The iPhone is a luxury smartphone, but flip phones are vintage wines: they get better with age, and their value increases with scarcity.
Of course, this is not to say that flip phones literally improve as they get older. They break easily, and they don’t do much other than text, make calls, and let you play games like Snake. Don’t you miss Snake? The beauty of flip phones — or the thing that only gets better as time passes — is their simplicity.
It’s not nostalgia that makes the flip-phone the best kind to flash at functions. Rihanna, Anna Wintour, Scarlett Johansson, Kate Beckinsale, and Warren Buffett are all proud flip-phone users. After suffering a security breach while using a smartphone, Johansson decided to keep it simple. One can imagine that Rihanna, Wintour and Beckinsale have similar reasons to enjoy the privacy that a simple cell phone allows. No one can see Rih’s screen in the club, or while she’s leaving the airport, when it she can flip it shut on command. On “Work,” she sings “nobody text me in a crisis,” which can go both ways: when she’s in a crisis, no one hits her up, or when someone else has a crisis, they can’t hit her line. A possible explanation? Her flip-phone won’t put up with the nonsense.

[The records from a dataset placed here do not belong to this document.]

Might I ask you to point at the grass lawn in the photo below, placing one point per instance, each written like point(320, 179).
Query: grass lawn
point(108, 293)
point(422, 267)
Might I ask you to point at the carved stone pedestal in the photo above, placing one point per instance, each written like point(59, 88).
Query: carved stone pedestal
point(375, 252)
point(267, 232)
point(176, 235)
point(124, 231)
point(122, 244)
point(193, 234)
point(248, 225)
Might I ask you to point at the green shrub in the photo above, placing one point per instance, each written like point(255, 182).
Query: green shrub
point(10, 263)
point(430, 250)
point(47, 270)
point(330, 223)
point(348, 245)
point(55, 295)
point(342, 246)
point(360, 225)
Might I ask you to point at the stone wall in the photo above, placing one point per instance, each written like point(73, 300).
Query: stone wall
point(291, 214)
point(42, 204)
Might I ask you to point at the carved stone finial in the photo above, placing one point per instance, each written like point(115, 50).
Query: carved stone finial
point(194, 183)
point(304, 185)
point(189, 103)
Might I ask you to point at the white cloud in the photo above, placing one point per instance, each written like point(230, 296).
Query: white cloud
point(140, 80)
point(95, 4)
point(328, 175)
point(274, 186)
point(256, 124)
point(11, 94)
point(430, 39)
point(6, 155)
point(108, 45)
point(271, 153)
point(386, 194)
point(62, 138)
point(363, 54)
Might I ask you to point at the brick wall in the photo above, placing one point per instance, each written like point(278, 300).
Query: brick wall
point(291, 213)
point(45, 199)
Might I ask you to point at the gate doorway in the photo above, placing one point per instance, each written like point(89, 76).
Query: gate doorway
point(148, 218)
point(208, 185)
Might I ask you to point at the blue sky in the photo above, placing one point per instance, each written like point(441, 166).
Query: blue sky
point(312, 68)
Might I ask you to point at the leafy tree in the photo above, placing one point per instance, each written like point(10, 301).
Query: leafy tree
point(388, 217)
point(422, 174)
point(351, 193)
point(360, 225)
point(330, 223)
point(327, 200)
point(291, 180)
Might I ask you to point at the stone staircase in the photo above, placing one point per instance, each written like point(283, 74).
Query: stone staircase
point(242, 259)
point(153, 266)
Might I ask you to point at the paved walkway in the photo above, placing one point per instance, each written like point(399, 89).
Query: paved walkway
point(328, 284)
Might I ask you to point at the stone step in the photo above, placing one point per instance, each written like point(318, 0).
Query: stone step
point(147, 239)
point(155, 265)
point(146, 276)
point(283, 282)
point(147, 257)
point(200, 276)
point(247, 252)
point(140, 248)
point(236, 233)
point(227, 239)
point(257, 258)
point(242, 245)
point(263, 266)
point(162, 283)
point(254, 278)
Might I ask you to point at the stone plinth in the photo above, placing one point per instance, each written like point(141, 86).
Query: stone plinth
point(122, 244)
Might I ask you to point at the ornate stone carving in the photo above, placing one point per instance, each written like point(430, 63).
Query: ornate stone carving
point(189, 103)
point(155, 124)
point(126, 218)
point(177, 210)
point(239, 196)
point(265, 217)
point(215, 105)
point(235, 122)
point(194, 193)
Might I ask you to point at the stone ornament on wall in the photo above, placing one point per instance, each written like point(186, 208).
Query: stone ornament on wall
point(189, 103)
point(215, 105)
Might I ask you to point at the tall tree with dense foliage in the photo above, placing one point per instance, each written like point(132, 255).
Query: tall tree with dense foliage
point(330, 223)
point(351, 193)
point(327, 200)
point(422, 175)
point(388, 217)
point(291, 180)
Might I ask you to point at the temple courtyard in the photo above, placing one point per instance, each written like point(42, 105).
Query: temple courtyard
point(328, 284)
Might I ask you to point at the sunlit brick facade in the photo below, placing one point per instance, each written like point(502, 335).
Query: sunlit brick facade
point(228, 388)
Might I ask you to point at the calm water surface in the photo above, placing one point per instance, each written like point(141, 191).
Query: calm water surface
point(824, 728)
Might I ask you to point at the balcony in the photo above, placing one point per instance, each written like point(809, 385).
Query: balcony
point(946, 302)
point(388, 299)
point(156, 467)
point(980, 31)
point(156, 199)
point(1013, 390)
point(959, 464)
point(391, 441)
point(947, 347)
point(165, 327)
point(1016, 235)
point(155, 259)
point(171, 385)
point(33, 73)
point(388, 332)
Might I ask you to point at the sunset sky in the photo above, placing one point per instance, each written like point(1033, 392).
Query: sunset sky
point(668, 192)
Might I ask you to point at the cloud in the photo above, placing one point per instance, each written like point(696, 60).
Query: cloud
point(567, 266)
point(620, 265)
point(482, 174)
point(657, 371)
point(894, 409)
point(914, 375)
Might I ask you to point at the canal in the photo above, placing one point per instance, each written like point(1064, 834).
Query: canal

The lack of features is a selling point, too. No Snapchat screenshots. No surprise FaceTime, no read receipts. Even Kim Kardashian and Barack Obama are often Blackberry-exclusive, and Kardashian even buys the phones in bulk on eBay because she fears an imminent discontinuation. The Blackberry is the open-face sandwich of flip phones.
Motorola Razrs are undoubtedly your best bet for the comfort a flip-phone provides. They come equipped with that satisfying snap, the sleek exterior, flat-yet-clickable keys, and, of course, the essential function of t9 word that makes drunk texting an adventure. They’re lightweight and durable; you can drop a Razr off a balcony and the only issue will be a cracked front screen — and who needs it anyway?
If someone were trying to sell the flip phone, they might go with something like “no data, no Internet, no problems” Or, perhaps something like, “good enough for Rihanna, good enough for all of us.” But this isn’t a sales pitch, it’s an explanation of the allure that reaches beyond the scope of early 2000s revival. Flip phones are a vacation from superfluous connections. Much like the little black dress, they’re a both style staple and functional necessities. Flip phones are forever.